I discepoli sono custoditi dal Padre, ma sono anche chiamati a vegliare su sé stessi e a custodire il gregge che è stato loro affidato (cfr At 20,28), prestando attenzione alle persone con le quali nel corso della vita entrano in contatto e che comunque guardano a loro in quanto discepoli di Gesù.
Ogni persona è preziosa agli occhi di Dio e una vera guida deve saper prendersi cura del gregge nella sua interezza, ma anche di ciascun membro, perché non entrino «lupi rapaci» (At 20,29) e perché nessun membro del gregge, possa pervertirsi.
La guida deve saper vegliare anche su sé stessa, per non rischiare di pervertirsi essa stessa, ad esempio prendendo una deriva verso la quale può facilmente portare l’avere intorno persone che ci lodano, che apprezzano i doni che il Signore ci ha dato, che ci cercano come punti di riferimento.
L’essere cercati dalla gente può portare a vivere il proprio ruolo di guida abbassando il livello per attrarre ancora più persone, adeguandosi all’opinione corrente, per seguire la moda, anche spirituale, che in quel momento sembra prevalere.
L’essere un apprezzato punto di riferimento può anche portare a vivere il proprio ruolo di guida prendendosi così tanto sul serio da arrivare perfino a pensare che quel che proviene da noi è conforme alla volontà di Dio.
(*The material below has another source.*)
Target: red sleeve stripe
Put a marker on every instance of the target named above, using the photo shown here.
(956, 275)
Custoditi dal Padre, dobbiamo custodire noi stessi con umiltà e custodire le persone affidateci nel cammino della vita, senza il fuoco della fretta, ma anche senza farci assorbire da una statica routine.
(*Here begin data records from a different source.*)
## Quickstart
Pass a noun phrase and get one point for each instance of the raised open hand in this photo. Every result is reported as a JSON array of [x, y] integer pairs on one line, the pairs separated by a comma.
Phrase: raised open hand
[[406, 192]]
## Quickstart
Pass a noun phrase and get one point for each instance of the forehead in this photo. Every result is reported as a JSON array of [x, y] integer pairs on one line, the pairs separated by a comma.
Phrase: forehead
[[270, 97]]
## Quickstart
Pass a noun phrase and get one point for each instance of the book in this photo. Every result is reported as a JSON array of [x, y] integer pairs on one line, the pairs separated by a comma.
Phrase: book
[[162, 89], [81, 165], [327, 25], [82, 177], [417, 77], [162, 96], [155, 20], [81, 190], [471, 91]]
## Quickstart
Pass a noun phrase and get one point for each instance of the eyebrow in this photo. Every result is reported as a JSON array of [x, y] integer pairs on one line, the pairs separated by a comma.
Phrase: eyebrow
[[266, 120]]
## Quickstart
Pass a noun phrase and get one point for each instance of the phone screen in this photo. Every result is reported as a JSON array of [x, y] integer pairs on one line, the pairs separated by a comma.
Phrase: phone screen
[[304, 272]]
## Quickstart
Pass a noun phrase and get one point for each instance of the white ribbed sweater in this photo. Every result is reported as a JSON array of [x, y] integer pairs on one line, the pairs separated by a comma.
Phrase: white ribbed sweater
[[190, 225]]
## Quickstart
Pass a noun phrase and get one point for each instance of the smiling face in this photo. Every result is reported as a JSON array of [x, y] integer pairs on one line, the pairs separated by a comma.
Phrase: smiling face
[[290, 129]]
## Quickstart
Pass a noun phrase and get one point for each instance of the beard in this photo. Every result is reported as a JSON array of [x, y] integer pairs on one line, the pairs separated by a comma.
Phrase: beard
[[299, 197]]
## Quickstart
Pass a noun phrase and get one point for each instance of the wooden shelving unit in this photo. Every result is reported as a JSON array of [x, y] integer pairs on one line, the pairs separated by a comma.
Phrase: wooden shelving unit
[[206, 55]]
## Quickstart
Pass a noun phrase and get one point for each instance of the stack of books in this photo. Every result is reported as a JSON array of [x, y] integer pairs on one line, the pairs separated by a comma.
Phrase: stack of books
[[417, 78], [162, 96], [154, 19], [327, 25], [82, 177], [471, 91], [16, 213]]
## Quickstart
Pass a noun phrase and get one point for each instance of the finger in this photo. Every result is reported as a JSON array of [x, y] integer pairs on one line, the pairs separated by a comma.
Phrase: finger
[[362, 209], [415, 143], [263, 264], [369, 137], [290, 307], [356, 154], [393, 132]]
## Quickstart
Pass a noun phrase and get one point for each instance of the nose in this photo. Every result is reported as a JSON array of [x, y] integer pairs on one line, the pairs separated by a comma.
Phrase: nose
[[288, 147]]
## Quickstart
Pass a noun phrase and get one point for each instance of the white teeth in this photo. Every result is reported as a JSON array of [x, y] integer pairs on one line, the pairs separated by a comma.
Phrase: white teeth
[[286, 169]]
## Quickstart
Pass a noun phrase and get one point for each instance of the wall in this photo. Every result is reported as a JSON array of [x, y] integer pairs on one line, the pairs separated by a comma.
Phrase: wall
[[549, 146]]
Camminare nel mondo, senza essere dal mondo, impegna in una costante ricerca, per una sempre più profonda conoscenza di Dio e di noi stessi, seguendo le ispirazioni dello Spirito, perché è lui che, attraverso le diverse opportunità che mette sul nostro cammino, ci guida alla «verità tutta intera» (Gv 16,13).
Lo Spirito ci guida a quella verità che è frutto dell’incontro col Dio vivo e vero, come testimonia la vita di Giustino, filosofo e martire, di cui oggi facciamo memoria.
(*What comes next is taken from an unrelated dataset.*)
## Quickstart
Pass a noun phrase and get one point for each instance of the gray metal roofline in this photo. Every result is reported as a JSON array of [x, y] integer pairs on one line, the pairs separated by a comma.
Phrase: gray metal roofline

Come sappiamo, Giustino ha aderito alla fede cristiana al termine di un lungo itinerario filosofico di ricerca della verità. Per Giustino, come scrive in una sua lettera, il cristianesimo è la manifestazione storica e personale del Logos nella sua totalità e che da questo ne consegue che «tutto ciò che di bello è stato espresso da chiunque, appartiene a noi cristiani» (2 Apol. 13,4).
L’apprezzamento di quanto di buono e di bello è stato prodotto dall’anima e dal pensiero umano, la ricerca continua e il discernimento, unitamente all’ascolto della parola del Signore e alla preghiera, ci aiutano a rafforzare la nostra fede e a vegliare su noi stessi e sugli altri.
San Giustino, incarcerato e decapitato come ateo per aver creduto in Cristo, interceda per noi.